Introduction

For many embedded engineers, the journey into the field begins with foundational platforms like 8051-based microcontrollers or the widely-used STM32 series. STMicroelectronics has a strong foundation in MCU chip research, development, and market presence, making the STM32 family a familiar name in the industry.

Historically, most engineers viewed STM32 devices strictly as microcontrollers (MCUs). This perception was accurate until around 2019, when ST began to shift its strategy, expanding the STM32 portfolio from MCUs toward general-purpose microprocessors (MPUs). A key milestone in this transition was the launch of the dual-core heterogeneous STM32MP157, which was quickly adopted by several development board manufacturers.

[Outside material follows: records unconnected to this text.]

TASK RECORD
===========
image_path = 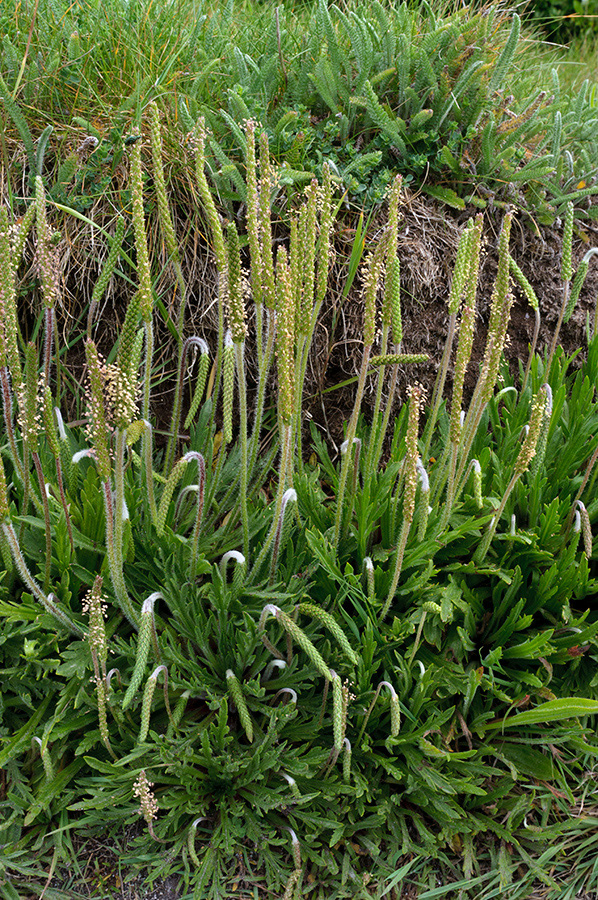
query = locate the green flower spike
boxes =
[258,603,331,681]
[226,669,253,744]
[122,591,163,711]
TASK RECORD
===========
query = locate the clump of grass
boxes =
[0,102,598,900]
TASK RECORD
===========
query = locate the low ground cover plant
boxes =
[0,107,598,900]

This raises the question: Why has the performance of the STM32 family scaled so dramatically, from the original 72 MHz STM32F1 to the 1.5 GHz STM32MP257?

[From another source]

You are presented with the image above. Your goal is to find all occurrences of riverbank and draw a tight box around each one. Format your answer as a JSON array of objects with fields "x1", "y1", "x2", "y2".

Market Demands Driving Performance Gains

The primary driver behind this evolution is the significant change in the embedded market, fueled by rapid advancements in Artificial Intelligence (AI), the Internet of Things (IoT), industrial automation, and smart devices. These applications place increasingly stringent demands on chip capabilities.

During chip selection, engineers now frequently require a combination of high computing power, real-time performance, large storage capacity, high integration, and low power consumption, often within a single-chip solution.

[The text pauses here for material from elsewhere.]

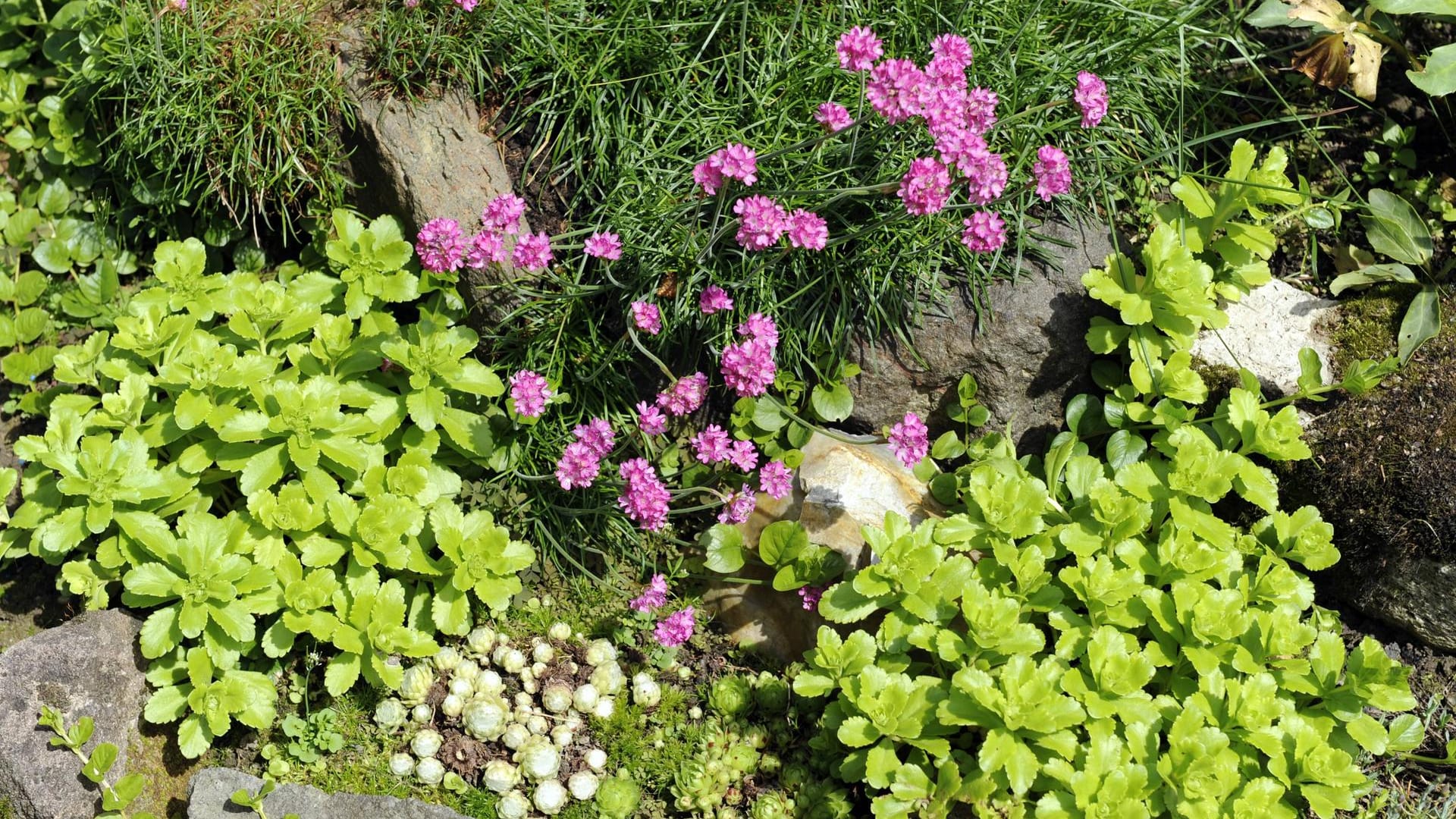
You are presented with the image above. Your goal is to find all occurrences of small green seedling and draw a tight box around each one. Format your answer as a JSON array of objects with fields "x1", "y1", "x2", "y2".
[{"x1": 39, "y1": 705, "x2": 157, "y2": 819}]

In response, the STM32 portfolio has advanced significantly. Recent MPU iterations, such as the STM32MP257, now integrate Neural Processing Units (NPUs), delivering a substantial leap in overall performance.

Example Platform: The STM32MP257

A new development board, the ATK-DLMP257B, exemplifies this trend. It is designed as a comprehensive platform for project evaluation, featuring a wide array of peripheral interfaces to explore the full potential of its core processor.

The board's core module is built around the STM32MP257DAK3, a multi-core heterogeneous MPU with the following specifications:

Dual-core Arm Cortex-A35 at 1.5 GHz
Single-core Arm Cortex-M3 at 400 MHz
NPU with 1.35 TOPS of compute power
Multimedia GPU at 900 MHz

To facilitate thorough testing and performance evaluation, the baseboard provides an extensive set of interfaces, including:

Audio: Dual-channel speaker and headphone jacks
Display: MIPI-DSI, LVDS, and RGB-LCD
Camera: MIPI-CSI
Wireless: Wi-Fi, Bluetooth, and 4G
Wired Networking: 3x Gigabit Ethernet ports
Industrial: 3x CAN-FD interfaces

Software and Ecosystem

The ATK-DLMP257B development board ships with a pre-loaded UI demo program that showcases the chip's multimedia processing capabilities. The entire UI is developed using Qt, and its source code is available in the board's documentation under the GPL V3 license for developers to use and modify.

Platforms like this are typically aimed at two main groups: enterprise users developing product prototypes and embedded engineers seeking to transition into AI applications. The combination of ST's robust hardware and software ecosystem and the availability of comprehensive tutorials can help lower the barrier to entry for embedded AI development.